When he started training with McFarland in 2020, Mayfield weighed over 227 pounds.

Brown’s coach Kevin Stefanski and offensive coordinator Alex Van Pelt challenged him to get lighter in the offseason. That prompted his wife, Emily, to introduce him to Asche, a college friend from the University of Nebraska.

Asche gave Mayfield a seven-page assessment to complete and examined his blood tests to determine if there were any deficiencies in his diet. From there, she formulated a plan to improve his body composition.

“There were no things in his diet like quinoa or sweet potatoes, so I was just trying to add a lot more nutritious foods, to get more of those micronutrients and things like vitamins and minerals, things that were supposed to help him recover,” he said. Ash.

“But really, it was just understanding portioning for him. He can still have his Mexican food, he can still have tequila now and then. It really is the portion size that is going to make or break these body composition goals. ”

When Asche reconstructed Mayfield’s diet, it was Emily who enforced it and prepared the meals, especially the dinner, according to Asche’s specifications and Mayfield’s tastes.

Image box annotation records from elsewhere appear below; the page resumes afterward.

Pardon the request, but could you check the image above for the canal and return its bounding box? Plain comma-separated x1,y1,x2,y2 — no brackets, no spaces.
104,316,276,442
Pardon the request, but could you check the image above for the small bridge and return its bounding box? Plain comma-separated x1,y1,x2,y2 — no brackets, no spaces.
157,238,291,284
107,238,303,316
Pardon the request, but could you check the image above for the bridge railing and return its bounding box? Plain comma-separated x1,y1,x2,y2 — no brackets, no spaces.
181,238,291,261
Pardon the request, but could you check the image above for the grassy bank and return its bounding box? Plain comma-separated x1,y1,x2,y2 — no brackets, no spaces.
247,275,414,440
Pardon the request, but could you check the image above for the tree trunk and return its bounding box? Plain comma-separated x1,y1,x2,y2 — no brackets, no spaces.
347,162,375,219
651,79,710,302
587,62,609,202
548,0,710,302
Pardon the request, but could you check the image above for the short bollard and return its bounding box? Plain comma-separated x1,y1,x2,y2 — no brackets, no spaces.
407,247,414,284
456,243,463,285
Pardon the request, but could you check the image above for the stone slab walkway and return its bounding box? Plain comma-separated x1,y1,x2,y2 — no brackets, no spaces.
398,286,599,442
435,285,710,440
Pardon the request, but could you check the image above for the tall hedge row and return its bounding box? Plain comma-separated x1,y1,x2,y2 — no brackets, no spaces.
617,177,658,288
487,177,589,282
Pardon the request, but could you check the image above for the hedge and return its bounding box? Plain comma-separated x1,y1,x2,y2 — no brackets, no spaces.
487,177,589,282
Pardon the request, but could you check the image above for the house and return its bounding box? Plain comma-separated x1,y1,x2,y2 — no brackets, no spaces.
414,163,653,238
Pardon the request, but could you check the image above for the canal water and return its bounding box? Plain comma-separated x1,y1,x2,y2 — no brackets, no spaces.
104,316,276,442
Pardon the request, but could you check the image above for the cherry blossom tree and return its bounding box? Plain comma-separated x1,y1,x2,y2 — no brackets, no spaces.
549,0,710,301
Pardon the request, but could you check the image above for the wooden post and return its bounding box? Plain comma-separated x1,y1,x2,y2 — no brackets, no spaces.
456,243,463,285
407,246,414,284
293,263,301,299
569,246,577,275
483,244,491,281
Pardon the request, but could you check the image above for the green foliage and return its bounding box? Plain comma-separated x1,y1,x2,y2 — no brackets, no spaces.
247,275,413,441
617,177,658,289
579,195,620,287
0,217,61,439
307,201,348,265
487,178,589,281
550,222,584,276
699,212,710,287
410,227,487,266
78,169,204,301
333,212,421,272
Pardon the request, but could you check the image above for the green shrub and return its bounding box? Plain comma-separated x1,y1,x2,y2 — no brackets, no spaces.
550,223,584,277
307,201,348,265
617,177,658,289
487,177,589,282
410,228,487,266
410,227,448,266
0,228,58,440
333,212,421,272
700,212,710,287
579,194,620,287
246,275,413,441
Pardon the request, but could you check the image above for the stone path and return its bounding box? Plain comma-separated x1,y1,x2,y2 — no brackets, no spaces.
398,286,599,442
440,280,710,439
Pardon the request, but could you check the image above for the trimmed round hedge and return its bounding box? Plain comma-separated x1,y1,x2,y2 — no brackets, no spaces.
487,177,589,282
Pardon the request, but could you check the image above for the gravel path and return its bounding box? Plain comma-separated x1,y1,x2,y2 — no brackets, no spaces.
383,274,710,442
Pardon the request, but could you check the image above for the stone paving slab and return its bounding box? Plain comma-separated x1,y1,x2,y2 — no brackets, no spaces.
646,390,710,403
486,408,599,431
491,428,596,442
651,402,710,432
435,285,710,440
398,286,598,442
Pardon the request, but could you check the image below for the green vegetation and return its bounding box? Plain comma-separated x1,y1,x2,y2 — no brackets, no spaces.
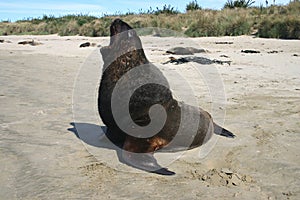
185,0,202,11
0,1,300,39
224,0,255,9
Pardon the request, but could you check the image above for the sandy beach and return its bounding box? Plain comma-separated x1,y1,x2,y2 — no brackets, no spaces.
0,35,300,199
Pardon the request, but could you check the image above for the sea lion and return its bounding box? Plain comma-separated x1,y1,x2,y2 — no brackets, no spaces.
98,19,234,174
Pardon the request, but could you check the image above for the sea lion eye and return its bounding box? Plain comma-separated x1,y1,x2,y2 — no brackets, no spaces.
128,31,133,38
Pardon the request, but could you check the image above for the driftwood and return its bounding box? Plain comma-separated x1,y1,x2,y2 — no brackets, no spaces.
166,47,206,55
241,50,260,53
18,40,42,46
163,56,232,65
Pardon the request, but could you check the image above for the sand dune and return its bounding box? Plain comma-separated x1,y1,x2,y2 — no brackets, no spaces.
0,35,300,199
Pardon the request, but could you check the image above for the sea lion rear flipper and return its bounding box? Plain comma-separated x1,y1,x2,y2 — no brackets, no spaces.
214,123,235,138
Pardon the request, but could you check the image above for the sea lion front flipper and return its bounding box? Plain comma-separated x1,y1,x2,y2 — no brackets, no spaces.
214,123,235,138
122,150,175,175
122,136,175,175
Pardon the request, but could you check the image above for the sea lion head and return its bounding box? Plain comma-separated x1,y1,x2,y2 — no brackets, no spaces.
100,19,146,67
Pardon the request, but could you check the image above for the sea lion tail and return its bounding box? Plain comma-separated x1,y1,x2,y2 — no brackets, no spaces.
214,123,235,138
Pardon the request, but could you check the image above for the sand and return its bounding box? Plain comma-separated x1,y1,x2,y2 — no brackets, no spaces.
0,35,300,199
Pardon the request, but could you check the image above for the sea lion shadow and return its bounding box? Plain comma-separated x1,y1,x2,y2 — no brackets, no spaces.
67,122,175,175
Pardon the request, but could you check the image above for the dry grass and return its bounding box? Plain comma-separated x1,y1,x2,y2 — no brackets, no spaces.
0,1,300,39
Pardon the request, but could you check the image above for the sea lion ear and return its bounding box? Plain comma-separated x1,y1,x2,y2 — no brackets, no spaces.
128,29,135,38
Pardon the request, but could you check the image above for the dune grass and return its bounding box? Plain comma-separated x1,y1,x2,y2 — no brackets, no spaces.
0,1,300,39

“He’s not a big fisherman,” Asche said. “Salmon is not something I have ever put on any of the weekly meal plans.”

However, Mayfield can tolerate cod. Fried vegetables and honey chicken thighs have become hits in the Mayfield household. Asche also regularly includes Mexican dishes like burrito bowls in the plan to satisfy his craving.

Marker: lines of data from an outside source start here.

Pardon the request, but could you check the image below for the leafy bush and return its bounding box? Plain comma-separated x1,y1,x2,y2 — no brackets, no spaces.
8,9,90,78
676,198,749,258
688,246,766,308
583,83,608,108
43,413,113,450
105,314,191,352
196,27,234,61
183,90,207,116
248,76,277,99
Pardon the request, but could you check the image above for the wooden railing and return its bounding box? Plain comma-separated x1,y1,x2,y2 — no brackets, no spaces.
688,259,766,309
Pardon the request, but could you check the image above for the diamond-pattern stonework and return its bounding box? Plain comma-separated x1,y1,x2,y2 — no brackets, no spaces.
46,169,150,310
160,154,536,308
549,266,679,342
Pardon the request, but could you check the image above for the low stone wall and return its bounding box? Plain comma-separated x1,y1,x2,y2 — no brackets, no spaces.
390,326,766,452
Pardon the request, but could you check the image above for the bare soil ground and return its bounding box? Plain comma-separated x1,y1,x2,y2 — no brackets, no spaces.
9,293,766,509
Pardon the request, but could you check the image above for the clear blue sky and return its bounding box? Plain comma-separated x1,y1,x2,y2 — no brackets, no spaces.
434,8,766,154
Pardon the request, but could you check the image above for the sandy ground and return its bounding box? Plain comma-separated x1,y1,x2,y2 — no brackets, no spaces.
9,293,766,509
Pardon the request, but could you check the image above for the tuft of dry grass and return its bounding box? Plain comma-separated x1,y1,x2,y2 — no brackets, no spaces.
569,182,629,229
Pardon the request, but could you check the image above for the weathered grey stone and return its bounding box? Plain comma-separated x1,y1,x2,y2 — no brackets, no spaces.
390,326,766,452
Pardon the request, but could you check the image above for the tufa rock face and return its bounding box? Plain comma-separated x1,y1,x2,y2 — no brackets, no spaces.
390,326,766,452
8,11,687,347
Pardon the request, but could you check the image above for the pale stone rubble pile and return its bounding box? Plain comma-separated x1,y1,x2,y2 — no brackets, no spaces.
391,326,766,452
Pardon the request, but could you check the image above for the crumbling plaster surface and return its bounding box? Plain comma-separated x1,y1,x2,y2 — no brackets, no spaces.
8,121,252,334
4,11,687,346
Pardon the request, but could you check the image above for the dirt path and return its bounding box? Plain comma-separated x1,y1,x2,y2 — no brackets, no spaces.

“After a while, diet just becomes your lifestyle,” Asche said. “It’s something he’s just doing now.”

‘It’s the kind of achievement you get’

With his newfound fluid movement on the move, Mayfield completed 5-for-5 passes for 94 yards on play-action throws and 5-for-5 for 101 yards against the blitz in Cleveland’s dazzling first half against the Chiefs.

“He’s done an excellent job of getting his body ready,” Van Pelt said. “He did the same last year. And it shows in his speed … the footwork. He has made leaps that way, especially under center with what we ask him to do in the dropback game. He has made great strides. “

Despite the possible loss to Kansas City, the Browns showed they have the potential to stick with the NFL’s best. The little things that have led to Mayfield’s new body are a big reason.

“When you put all the components together – training, eating properly, sleeping properly,” McFarland said, “that’s what makes the Cleveland Browns go back to the playoffs for the first time in two decades.

“When you put it all together that Baker has, it’s the kind of performance you get.”